It is often said don't optimize too early. I try very hard to keep to that, and I do mean very hard. In the project I am working on now we have a basically working implementation (although some functionality is still to code, it is on the edges - this probably counts as too early - oh dear). We have a rather complicated setup which I don't have the time to go into here but at its simplest it is the age old client-server relationship and involves a lot of database (Oracle via DBD::Oracle) access. The client in this case is really a daemon process receiving work to process and either processing it or passing it on to another server to be queued and worked on later.
The queueing server has had some benchmark code in it almost since day one using Benchmark::Timer and it also accepts a job which can be used to report the benchmark statistics for each type of job it queues.
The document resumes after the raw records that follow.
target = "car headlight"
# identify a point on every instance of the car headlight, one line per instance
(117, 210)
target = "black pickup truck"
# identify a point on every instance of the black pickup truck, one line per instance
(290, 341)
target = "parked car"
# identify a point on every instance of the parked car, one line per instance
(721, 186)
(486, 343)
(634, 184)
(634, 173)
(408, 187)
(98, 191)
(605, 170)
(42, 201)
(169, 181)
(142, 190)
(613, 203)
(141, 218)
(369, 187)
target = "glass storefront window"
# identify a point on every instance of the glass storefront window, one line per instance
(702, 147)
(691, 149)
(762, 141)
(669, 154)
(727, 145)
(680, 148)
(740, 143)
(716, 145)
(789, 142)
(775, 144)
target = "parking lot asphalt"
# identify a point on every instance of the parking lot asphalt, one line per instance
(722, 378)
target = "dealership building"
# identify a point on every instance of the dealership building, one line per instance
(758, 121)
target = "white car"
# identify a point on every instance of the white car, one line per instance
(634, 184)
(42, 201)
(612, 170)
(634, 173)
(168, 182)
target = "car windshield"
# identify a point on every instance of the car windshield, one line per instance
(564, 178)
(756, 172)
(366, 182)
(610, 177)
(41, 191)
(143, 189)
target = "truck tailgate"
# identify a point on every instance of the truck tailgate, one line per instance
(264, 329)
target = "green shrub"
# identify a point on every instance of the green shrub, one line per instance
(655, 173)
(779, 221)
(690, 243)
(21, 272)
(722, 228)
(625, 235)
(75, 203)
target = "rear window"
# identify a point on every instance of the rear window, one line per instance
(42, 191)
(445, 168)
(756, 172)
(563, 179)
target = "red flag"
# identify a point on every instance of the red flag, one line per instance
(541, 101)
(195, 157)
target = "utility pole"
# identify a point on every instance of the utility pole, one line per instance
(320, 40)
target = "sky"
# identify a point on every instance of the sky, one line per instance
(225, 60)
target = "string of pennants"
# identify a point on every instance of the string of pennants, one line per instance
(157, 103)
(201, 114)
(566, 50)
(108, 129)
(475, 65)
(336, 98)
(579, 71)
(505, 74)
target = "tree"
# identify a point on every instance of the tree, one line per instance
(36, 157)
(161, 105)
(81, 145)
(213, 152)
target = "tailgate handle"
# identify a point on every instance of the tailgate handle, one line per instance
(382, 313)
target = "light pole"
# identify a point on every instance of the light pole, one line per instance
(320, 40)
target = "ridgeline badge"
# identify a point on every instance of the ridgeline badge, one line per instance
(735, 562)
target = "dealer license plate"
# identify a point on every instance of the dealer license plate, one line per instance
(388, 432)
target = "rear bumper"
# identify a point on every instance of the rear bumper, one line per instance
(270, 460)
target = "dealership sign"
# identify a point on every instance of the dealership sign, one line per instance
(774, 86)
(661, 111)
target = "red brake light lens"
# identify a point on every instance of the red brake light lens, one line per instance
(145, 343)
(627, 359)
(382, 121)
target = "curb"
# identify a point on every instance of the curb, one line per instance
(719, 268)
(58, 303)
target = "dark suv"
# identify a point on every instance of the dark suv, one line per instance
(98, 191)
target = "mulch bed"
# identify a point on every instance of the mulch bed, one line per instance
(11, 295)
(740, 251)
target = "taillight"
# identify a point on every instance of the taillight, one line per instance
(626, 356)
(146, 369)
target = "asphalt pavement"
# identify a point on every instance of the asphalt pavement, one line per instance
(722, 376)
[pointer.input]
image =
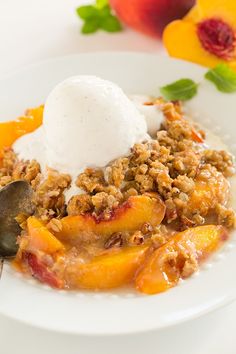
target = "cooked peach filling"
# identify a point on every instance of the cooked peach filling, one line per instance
(149, 220)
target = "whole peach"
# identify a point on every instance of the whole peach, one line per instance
(150, 16)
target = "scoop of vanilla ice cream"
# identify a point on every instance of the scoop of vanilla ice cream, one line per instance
(87, 122)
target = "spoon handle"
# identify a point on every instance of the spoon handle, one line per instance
(1, 267)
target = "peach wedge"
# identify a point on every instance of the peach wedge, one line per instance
(130, 216)
(179, 258)
(12, 130)
(106, 271)
(39, 238)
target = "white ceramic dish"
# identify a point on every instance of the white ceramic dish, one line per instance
(120, 312)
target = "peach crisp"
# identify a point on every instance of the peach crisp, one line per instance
(147, 219)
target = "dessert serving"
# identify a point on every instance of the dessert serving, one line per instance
(120, 191)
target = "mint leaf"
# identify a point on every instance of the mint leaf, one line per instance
(98, 16)
(183, 90)
(90, 26)
(223, 77)
(104, 12)
(111, 24)
(101, 3)
(86, 12)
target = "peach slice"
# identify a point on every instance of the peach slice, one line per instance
(39, 238)
(179, 258)
(107, 271)
(12, 130)
(130, 216)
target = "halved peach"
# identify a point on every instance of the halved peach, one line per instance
(166, 265)
(39, 238)
(107, 271)
(130, 216)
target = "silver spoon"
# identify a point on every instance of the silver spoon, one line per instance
(15, 199)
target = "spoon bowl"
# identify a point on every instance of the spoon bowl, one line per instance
(15, 198)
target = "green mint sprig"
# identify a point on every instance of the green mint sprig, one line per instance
(183, 90)
(98, 16)
(222, 76)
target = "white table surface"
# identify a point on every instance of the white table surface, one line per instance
(34, 30)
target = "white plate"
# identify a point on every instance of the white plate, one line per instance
(120, 312)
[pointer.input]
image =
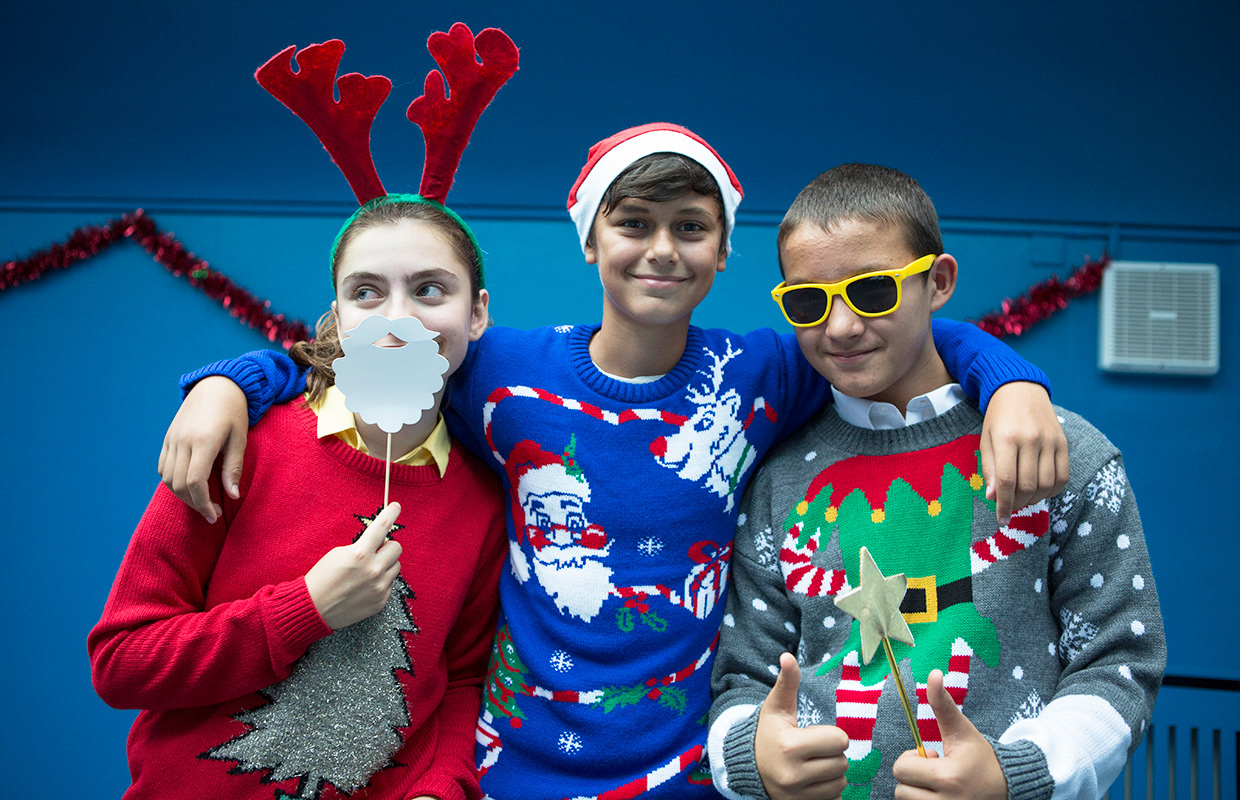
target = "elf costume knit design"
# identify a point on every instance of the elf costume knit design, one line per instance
(621, 509)
(247, 692)
(1048, 630)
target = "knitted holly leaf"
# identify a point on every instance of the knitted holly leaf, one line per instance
(673, 697)
(619, 696)
(505, 680)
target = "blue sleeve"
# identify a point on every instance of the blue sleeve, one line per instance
(267, 377)
(980, 362)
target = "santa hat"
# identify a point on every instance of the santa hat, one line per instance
(532, 468)
(611, 156)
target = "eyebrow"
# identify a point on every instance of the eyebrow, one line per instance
(635, 205)
(414, 277)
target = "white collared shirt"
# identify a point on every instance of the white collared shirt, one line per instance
(876, 416)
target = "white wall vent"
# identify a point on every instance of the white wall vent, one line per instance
(1160, 318)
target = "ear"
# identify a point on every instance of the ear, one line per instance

This works using B::T's tags like this:
To output a report of the jobs run, their total time and average time per call we simply call the reports method and get an array of this information. B::T uses Timer::HiRes and so on most systems it has very fine granularity. B::T can also be given error and confidence values, to determine, statistically, whether you need to collect more data (we never used those).
As the timing we were interested in was per job it was easy to wrap start/stop method calls around call to the job but if you want to time individual subs it can get a little annoying if there are multiple return points since each must be preceded with a stop call. In steps DashProfiler which we've only used a little recently but it rather neatly gets around the multiple return points in subs because it times until a scalar goes out of scope:
We only used DashProfiler in it's "Auto" mode as that is simple to use and I believe all we needed. At exit of your process a full dump of all the profiles is output and you can use the all_profiles_as_text method to get the profile data programatically. Like B::T it uses a hires timer, produces total and average times (and unlike B::T, the max time) and has the very definite advantage that you do not need to add code to all your exit points; as soon as $a above goes out of scope that ends the time for "mysub".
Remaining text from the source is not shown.